Tuesday, August 18, 2009

Way Back Whenever I Feel Like It

Ok, so I forgot yesterday was Tuesday. Which is my favorite blog day usually, because it allows me to be even more self-centered than usual and tell you about things in my life from more than twelve minutes ago and pretend that you give a poo about where I come from or what nonsense shaped and molded me or whatever. On the other hand, I'd be surprised if you cared about what happened to me 12 minutes ago either, because that story mostly involves re-reading an article about socio-emotional factors affecting achievement outcomes because the first time I read it I more stared at it and turned pages than actually read any part of it.

So, because I want to and because you have to read this because the rest of the internet is on break today and you know you can't just go read a book, I'm going to tell you about how one time I moved. Ok, lots of times I moved, but this is about the time that I moved between Kindergarten and first grade, because my mom was going back to seminary at an age which, it interests no one but me to point out, was suspiciously close to my age now.

We moved from a house in what was, at that time, a small town in Minnesota, to a town house apartment in what seemed to me to be the bustling metropolis of Alexandria, Virginia. Since I was, what, six years old, I don't remember the exact time line, but I do remember I didn't have to do any packing or hauling of furniture, and instead I got to hang out at my grandparents' awesome house in New York, where they had a pond and a big wheel thing that looked like a duck, which I'm now questioning why I couldn't do for our move to Nashville too. Anyway, at some point there was a giant moving truck that someone drove the wrong way up a one way street and at some point there was a little bit of sock skating on the floors, but at the most important point there was a cross-country drive in a car with my grandpa, who was and is my hero because you could sit in a car with him for 400 miles and just think about the way the numbers on the clock change or the funny shapes of the clouds or how great Punky Brewster is and he wouldn't interrupt your thoughts*.
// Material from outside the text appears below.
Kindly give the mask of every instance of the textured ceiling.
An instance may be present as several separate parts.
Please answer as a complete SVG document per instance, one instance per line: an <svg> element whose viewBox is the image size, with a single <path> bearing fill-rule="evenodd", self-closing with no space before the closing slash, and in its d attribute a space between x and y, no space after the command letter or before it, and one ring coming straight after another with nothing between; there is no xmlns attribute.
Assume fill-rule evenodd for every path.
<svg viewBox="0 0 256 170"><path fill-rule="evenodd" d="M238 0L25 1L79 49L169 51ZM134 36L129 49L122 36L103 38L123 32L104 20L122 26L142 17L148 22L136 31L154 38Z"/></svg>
Anyway, on this car trip at some point we stopped at a restaurant and joined the chatty cathies** for lunch, which was also nice and there was probably grilled cheese involved--all I know for sure is that Suzie really enjoyed it, because she decided to stay behind. Which I did not notice for at least another hour or two. Oh, and Suzie was a doll. Except that she wasn't, she was a real person/my best friend/a surgically reconstructed Frankenstein's monster version of the original Suzie, made for me by my grandma***. And she was all alone in some restaurant because I had been thinking about my kneecaps and whether they would pop off if I pulled hard enough, rather than the safety of my charge.
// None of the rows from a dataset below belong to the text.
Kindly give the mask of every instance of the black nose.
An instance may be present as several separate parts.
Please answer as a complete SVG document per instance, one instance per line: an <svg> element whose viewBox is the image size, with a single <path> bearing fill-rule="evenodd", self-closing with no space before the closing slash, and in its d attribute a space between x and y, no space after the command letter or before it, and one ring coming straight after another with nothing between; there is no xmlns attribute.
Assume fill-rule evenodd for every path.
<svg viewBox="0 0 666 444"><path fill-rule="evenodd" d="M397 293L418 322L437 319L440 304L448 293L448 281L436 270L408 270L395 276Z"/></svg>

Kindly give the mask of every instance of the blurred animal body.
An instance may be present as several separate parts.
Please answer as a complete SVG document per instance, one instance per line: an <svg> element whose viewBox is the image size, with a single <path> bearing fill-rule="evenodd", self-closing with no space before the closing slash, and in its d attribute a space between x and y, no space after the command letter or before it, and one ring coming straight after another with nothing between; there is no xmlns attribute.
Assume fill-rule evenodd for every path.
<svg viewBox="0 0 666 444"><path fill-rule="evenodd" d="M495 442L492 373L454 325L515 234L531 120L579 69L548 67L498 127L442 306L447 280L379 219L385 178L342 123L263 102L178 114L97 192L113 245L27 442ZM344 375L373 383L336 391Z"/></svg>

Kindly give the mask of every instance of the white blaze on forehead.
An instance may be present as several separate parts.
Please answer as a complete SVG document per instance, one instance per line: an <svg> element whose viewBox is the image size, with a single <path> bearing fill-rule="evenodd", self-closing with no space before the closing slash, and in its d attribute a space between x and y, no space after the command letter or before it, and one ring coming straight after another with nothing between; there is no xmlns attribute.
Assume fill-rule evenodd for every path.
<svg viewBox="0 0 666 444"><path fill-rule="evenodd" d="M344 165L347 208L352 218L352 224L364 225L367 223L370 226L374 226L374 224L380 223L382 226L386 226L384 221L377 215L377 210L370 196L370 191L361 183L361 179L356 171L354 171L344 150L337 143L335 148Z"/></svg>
So, I had to clear my throat a few times I think, and maybe even started crying before I actually thought of a sentence to say, but eventually communicated to Grandpa the tragedy that had occurred, at which point he wordlessly turned the car around and drove some hundreds of miles back to the restaurant on a rescue mission. Suzie now rests safely on top of a bookcase where she is queen of all she surveys.

*When I called my grandparents, my grandma would put it on speaker phone to talk, but I wouldn't hear a word from my grandpa until the end when he would say "Nice talking to you!" That's a quality conversation, in my book.

** Grandma and my sister. And maybe my parents? I don't remember.

*** I loved her so much her face and hands and feet kept coming off. And Grandma loved me so much she kept sewing her new ones.